Thursday, November 26, 2009

Money & Business

A Theory Evolves

How evolution really works, and why it matters more than ever

By Thomas Hayden
Posted 7/21/02
Page 3 of 5

This might seem like little more than a cruel parlor trick, and the resulting monstrosities would never survive in nature. But small changes in these master-switch genes may help explain some major changes in evolutionary history. This past winter, evo-devo biologists showed that an important animal transition 400 million years ago, when many-legged arthropods (think lobsters) gave rise to six-legged insects, was due to just a few mutations in a Hox gene. In the past few months, researchers have found that a change in the regulation of a growth-factor gene could have resulted in the first vertebrate jaw. And, incredibly, researchers reported in the journal Science last week that a single mutation in a regulatory gene was enough to produce mice with brains that had an unusually large, wrinkled cerebral cortex resembling our own. (No word, though, on whether the mutant mice gained smarts.)

Some critics of evolution argue that animals are so complex and their parts so interconnected that any change big enough to produce a new species would cause fatal failures.
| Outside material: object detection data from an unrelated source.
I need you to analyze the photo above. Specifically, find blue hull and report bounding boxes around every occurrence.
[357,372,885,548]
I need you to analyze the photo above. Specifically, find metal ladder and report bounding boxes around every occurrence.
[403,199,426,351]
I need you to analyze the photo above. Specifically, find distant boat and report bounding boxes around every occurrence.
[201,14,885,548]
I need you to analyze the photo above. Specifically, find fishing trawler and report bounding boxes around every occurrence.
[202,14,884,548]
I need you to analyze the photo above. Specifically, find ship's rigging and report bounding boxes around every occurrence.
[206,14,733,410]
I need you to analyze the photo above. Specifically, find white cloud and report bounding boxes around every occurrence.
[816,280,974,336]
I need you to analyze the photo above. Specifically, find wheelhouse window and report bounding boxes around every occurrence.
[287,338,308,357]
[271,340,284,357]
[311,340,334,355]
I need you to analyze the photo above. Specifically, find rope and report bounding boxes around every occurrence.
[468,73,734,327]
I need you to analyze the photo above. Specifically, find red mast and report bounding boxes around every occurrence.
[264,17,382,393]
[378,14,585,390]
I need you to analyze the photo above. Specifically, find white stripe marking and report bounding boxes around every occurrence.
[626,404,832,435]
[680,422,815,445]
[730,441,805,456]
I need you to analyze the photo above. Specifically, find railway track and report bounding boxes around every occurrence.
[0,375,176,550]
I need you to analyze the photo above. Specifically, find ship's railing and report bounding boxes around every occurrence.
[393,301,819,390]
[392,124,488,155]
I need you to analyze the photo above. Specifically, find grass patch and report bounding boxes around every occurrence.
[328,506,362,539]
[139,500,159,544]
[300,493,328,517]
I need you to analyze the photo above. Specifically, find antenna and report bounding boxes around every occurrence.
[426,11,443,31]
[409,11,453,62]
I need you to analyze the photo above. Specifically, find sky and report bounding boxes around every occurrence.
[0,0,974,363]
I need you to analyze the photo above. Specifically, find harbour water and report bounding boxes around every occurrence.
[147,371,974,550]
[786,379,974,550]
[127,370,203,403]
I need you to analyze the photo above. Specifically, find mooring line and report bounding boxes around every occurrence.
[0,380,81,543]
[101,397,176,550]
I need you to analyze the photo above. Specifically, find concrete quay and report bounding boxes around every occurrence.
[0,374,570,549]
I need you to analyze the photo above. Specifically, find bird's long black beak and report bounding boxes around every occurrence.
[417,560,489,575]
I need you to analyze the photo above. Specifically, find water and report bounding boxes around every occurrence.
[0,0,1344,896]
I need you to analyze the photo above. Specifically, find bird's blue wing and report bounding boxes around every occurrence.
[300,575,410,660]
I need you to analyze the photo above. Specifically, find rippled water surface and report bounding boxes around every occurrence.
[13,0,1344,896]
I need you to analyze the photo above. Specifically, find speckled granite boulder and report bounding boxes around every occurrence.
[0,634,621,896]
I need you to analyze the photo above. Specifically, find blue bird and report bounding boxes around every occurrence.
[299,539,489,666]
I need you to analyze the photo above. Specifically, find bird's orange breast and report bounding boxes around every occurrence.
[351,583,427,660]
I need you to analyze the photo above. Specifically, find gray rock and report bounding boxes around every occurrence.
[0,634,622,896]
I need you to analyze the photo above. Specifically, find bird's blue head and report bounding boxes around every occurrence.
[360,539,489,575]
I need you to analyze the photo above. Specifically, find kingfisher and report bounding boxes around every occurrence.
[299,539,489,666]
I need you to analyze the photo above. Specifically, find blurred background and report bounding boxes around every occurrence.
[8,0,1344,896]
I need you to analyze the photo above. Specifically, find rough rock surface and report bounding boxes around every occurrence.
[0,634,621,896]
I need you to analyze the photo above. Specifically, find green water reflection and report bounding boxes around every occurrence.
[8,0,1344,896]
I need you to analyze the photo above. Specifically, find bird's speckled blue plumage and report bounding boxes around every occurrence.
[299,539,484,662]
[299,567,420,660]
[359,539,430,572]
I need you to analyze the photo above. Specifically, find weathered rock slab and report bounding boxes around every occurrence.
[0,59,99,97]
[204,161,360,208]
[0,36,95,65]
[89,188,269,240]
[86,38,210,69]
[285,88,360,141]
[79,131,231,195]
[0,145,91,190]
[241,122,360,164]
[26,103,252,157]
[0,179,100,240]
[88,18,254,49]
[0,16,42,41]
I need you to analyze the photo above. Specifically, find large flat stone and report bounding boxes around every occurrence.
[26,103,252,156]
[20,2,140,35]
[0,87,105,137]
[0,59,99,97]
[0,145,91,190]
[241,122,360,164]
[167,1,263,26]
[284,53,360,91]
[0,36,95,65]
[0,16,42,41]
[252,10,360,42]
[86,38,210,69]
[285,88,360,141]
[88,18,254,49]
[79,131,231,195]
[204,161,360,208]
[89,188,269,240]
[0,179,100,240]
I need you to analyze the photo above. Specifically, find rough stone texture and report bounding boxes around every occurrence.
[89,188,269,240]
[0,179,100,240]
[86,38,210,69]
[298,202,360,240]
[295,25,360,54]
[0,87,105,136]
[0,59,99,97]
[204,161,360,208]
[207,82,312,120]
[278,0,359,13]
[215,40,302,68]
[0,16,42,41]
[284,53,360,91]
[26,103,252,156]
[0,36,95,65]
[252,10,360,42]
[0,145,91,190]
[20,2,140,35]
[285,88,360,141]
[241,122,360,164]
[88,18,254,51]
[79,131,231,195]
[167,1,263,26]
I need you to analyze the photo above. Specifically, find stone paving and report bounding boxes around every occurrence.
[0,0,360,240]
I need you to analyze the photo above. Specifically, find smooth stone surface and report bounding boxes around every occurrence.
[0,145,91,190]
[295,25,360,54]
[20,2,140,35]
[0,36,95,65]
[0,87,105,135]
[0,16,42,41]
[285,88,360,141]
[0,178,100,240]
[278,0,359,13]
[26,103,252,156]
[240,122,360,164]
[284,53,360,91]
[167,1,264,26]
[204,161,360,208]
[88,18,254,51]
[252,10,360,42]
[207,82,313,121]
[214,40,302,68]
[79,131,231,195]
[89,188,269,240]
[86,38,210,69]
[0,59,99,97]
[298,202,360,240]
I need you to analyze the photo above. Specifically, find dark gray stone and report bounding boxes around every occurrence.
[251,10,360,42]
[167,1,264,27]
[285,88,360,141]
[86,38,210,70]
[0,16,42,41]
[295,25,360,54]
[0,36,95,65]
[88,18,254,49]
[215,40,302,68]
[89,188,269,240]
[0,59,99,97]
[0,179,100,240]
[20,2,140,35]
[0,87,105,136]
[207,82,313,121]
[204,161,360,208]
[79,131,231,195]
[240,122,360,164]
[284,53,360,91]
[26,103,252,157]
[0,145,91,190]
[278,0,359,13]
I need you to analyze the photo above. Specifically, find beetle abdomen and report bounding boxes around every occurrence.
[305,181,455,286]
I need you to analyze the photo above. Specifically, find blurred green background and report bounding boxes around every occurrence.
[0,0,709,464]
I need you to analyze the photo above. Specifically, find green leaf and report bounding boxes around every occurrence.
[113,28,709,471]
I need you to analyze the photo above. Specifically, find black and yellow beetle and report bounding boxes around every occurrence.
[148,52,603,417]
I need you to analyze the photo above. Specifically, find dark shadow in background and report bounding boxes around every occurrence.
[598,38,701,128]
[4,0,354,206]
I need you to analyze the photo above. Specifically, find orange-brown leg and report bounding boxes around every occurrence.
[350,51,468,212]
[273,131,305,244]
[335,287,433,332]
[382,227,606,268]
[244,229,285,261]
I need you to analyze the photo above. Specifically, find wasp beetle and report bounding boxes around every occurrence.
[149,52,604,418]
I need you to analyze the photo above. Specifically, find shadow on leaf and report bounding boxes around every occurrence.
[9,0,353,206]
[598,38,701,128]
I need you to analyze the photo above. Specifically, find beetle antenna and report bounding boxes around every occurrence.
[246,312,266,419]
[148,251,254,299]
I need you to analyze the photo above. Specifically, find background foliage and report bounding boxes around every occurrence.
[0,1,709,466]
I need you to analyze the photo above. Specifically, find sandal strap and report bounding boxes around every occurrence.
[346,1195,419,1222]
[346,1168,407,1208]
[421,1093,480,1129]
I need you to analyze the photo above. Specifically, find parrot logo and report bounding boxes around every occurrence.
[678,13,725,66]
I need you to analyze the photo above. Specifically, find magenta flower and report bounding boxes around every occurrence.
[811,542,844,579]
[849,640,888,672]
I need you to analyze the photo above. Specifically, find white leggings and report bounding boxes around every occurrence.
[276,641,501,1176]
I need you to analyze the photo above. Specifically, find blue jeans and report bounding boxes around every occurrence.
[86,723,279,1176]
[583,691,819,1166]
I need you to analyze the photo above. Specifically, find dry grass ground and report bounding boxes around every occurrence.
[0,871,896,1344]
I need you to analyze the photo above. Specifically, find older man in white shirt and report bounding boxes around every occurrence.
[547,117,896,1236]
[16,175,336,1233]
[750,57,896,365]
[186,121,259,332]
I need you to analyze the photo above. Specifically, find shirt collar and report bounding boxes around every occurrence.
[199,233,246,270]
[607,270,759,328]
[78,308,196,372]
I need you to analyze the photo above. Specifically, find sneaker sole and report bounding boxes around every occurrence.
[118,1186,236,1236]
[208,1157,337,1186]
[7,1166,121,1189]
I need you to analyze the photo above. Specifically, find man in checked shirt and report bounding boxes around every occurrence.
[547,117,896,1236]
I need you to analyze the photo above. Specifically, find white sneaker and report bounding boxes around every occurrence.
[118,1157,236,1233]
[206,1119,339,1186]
Call it the Microsoft conundrum. But just as Judge Thomas Penfield Jackson managed to delete that company's Web browser on his own computer without crashing the operating system, evo-devo biologists are learning how evolution can tweak one part of an animal while leaving everything else alone. The key to modifying the machine of life while it's running, says biologist Sean Carroll of the University of Wisconsin-Madison, is mutations in the stretches of DNA that homeotic proteins bind to.

"If you change a Hox protein, you might mess up the whole body," says Carroll. "But if you change a control element, you can change a part as small as a bristle or a fingernail." He explains that genetic accidents can set the stage by duplicating segments, creating spares that are free to evolve while the other segments carry on with their original function. Biologists now believe that appendages like insect wings and the proboscis a mosquito jabs you with evolved from spare leg segments.

Making do. This process may be rapid, but it's not elegant. Instead of inventing new features from scratch, evolution works with what it has, modifying existing structures by trial and error. The result is a messy legacy of complicated biochemical pathways and body parts that are more serviceable than sleekly designed. Although proponents of intelligent design (story, Page 52) hold that organisms are too "perfect" to have arisen by chance, science shows that organisms don't work perfectly at all; they just work.

While many scientists busy themselves figuring out the history and mechanics of evolution, others are already putting it to use. Jonathan Eisen of the Institute for Genomic Research in Rockville, Md., deciphers the information stored in organisms' genomes for clues to their ancestry and how they function. For him, evolution is as critical a tool as DNA-sequencing machines and supercomputers. "If I didn't approach everything with an evolutionary perspective," says Eisen, "I'd miss out on most of the information."

That's because genomes are the handiwork of evolution, and their origin can be key to making sense of them. Researchers analyzing the human genome, for example, reported finding a series of human genes that were also common in bacteria but absent from invertebrates like fruit flies. They concluded that bacterial genes had infiltrated vertebrate animals, helping to shape our genetic identity. But the explanation turned out to be more mundane. Knowing how evolution often prunes away unneeded genes, Eisen and several others showed most of the suspect genes had simply been dropped during the evolutionary history of flies. The moral of the story: "I'm begging people to treat evolution as a science and not just tack it on as an explanation afterwards," says Eisen.